Representantes de ministérios, da Aeronáutica, de agências e institutos federais e da Associação das Indústrias Aeroespaciais do Brasil formaram neste mês um grupo técnico que estudará a viabilidade do Brasil poder contar com seu próprio sistema de geolocalização por satélite, o GPS.
“O grupo ainda está se organizando”, declarou na última segunda-feira (21), em entrevista à Agência Brasil, Rodrigo Leonardi, que é diretor de Gestão de Portfólio da Agência Espacial Brasileira (AEB).
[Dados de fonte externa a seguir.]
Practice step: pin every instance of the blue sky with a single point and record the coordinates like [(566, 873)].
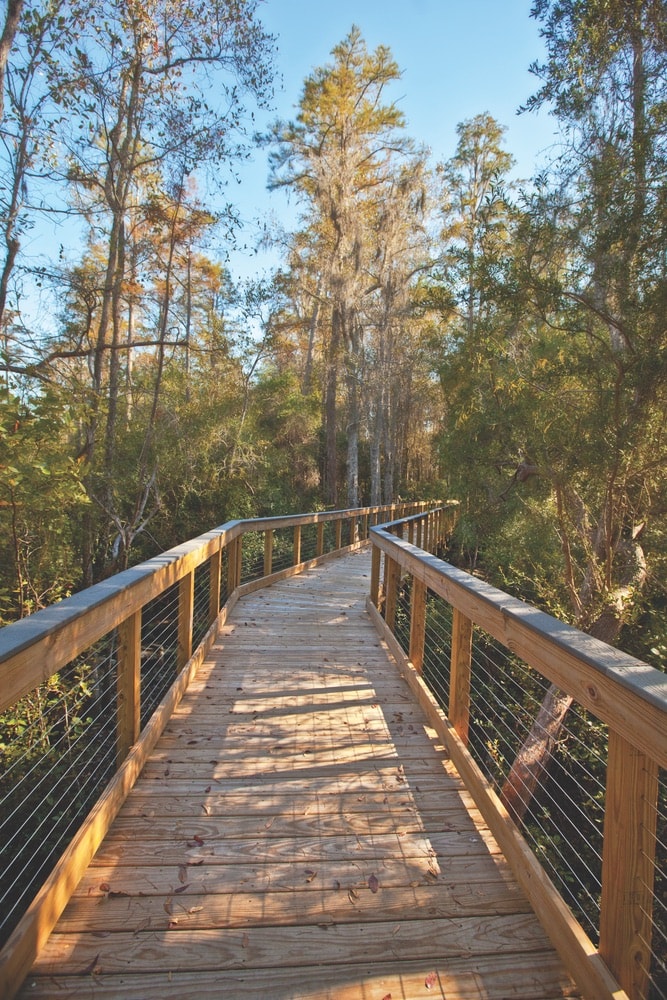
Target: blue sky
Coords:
[(458, 58)]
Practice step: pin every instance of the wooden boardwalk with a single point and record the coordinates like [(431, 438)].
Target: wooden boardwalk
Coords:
[(299, 833)]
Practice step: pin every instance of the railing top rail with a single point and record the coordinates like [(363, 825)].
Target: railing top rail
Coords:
[(617, 688), (54, 635)]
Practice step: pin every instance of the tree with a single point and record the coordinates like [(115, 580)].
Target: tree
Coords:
[(339, 156), (591, 270)]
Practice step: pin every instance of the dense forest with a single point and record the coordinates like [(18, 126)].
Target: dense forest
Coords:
[(436, 329)]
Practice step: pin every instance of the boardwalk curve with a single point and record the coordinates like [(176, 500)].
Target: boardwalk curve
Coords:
[(298, 832)]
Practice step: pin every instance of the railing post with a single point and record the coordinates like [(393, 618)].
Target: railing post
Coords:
[(215, 573), (460, 674), (128, 685), (628, 865), (234, 564), (268, 551), (376, 556), (393, 576), (186, 605), (417, 623)]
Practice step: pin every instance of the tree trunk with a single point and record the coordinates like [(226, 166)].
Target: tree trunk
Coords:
[(534, 756)]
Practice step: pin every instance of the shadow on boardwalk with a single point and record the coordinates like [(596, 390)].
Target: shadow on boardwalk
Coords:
[(299, 833)]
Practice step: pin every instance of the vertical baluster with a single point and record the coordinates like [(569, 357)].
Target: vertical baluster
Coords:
[(375, 575), (417, 623), (268, 551), (393, 576), (460, 674), (215, 573), (128, 683), (628, 865), (186, 607)]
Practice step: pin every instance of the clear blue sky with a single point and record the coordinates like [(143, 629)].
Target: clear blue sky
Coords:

A AEB é um dos 14 órgãos e entidades que estarão presentes no comitê de estudos, que não descarta a possibilidade de convocar outros membros de instituições, centros de pesquisa e universidades que possam também contribuir com o projeto, com sugestões e aplicações do uso de tecnologia e soluções para superar problemas como posicionamento de satélites, dentre outros recursos que o GPS precisa para operar.
O grupo foi oficialmente instituído no início de julho, através da Resolução nº 33 do Comitê de Desenvolvimento do Programa Espacial Brasileiro. O prazo que os técnicos têm para entregar um relatório ao governo federal é de 180 dias, contados a partir de 14 de julho.